August 3, 2004

Jonathan Wells - Limits to natural investigation

I recently watched a panel discussion including Bruce Tiffney, Michael Ruse, and Jonathan Wells. Wells is one of the four or five most well known advocates of "intelligent design" theory. In answering a question about what science is and why we should believe what it tells us, he said this,
"It seems to me that science is a search for truth. It's a subtle difference [from a previously offered definition] but I think it matters because, if I'm searching for the truth, part of the truth may be that there are things, in heaven and earth, that do not have natural explanations, and as a scientist who's seeking the truth it's up to me to acknowledge that when I confront these limits, rather than insist, as some scientists do, that we must have a natural explanation for absolutely everything."
Because of the way Wells phrases this from the perspective of a scientist, the questions that come to mind can be very pointed, e.g. how can Wells, or any scientist, know when he has reached these proposed "limits?"
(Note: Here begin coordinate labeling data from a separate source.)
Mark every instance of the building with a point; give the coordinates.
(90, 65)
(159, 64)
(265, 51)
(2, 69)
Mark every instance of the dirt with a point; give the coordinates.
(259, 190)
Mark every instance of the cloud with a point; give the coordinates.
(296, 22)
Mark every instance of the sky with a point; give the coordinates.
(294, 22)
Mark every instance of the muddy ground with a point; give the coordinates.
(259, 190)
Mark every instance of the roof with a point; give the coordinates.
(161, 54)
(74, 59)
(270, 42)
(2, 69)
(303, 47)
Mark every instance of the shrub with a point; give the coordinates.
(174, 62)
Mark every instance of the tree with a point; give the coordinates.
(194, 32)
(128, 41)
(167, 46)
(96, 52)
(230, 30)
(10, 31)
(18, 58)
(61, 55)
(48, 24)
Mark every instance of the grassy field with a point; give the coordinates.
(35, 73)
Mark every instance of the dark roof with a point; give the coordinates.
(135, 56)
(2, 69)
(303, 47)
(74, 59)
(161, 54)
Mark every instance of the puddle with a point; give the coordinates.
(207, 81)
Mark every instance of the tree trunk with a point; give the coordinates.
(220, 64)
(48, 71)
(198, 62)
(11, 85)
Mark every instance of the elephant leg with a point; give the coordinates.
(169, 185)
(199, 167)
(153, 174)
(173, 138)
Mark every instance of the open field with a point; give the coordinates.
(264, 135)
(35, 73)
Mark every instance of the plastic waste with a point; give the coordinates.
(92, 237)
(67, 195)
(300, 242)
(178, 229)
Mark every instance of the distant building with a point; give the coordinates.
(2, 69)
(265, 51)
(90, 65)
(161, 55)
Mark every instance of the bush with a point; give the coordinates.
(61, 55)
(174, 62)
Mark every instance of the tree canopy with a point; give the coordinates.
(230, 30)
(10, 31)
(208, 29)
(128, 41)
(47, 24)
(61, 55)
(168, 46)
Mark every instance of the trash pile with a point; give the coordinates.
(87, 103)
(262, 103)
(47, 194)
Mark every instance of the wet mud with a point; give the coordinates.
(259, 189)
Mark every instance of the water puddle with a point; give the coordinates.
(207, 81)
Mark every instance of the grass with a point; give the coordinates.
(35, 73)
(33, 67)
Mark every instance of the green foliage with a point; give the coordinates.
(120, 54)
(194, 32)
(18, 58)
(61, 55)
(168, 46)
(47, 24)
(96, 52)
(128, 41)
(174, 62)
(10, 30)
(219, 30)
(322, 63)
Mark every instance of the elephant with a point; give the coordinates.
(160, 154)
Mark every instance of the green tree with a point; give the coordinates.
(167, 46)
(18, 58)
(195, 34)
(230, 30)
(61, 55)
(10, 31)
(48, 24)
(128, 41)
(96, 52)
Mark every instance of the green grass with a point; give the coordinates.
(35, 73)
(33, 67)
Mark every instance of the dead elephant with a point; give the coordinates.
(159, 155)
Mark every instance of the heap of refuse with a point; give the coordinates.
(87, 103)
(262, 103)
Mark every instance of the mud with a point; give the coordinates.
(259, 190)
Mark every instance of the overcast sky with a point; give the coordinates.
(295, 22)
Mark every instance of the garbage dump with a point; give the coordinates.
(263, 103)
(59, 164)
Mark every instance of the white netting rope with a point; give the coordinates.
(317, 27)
Since it should be trivial for us all to acknowledge that empirical investigation can be unfinished without necessarily being bounded, incompleteness cannot qualify as an answer to this question. It is my inference, then, that for Wells to be correct there must be markers of this discontinuity that are recognizable by any scientist.

Wells never bothered to propose how these limits might manifest themselves and I suspect he could not do so if he tried. This is a proposition that is paradoxical, at best (how would nature grade into the supernatural?), and more likely cynically motivated by a desire to force conclusions upon a methodology that cannot accommodate them.

This basal logical flaw is shared by most of the prominent ID theorists and it is something I have yet to hear one of them address in detail. Surely scientists such as Wells and Michael Behe, and multi-degreed academicians like William Dembski can appreciate the need for a precise exposition of the mechanics by which scientific methodology would proceed after alteration to include non-natural agency.

It is not hard to imagine limits to scientific investigation. But what comes to mind are restrictions that might be the result of a fragile, short-lived species trying to understand an unimaginably vast universe.

What is hard to imagine is that these barriers would manifest themselves as luminous, preternatural traffic signs boldly proclaiming, "Thou shalt go no further."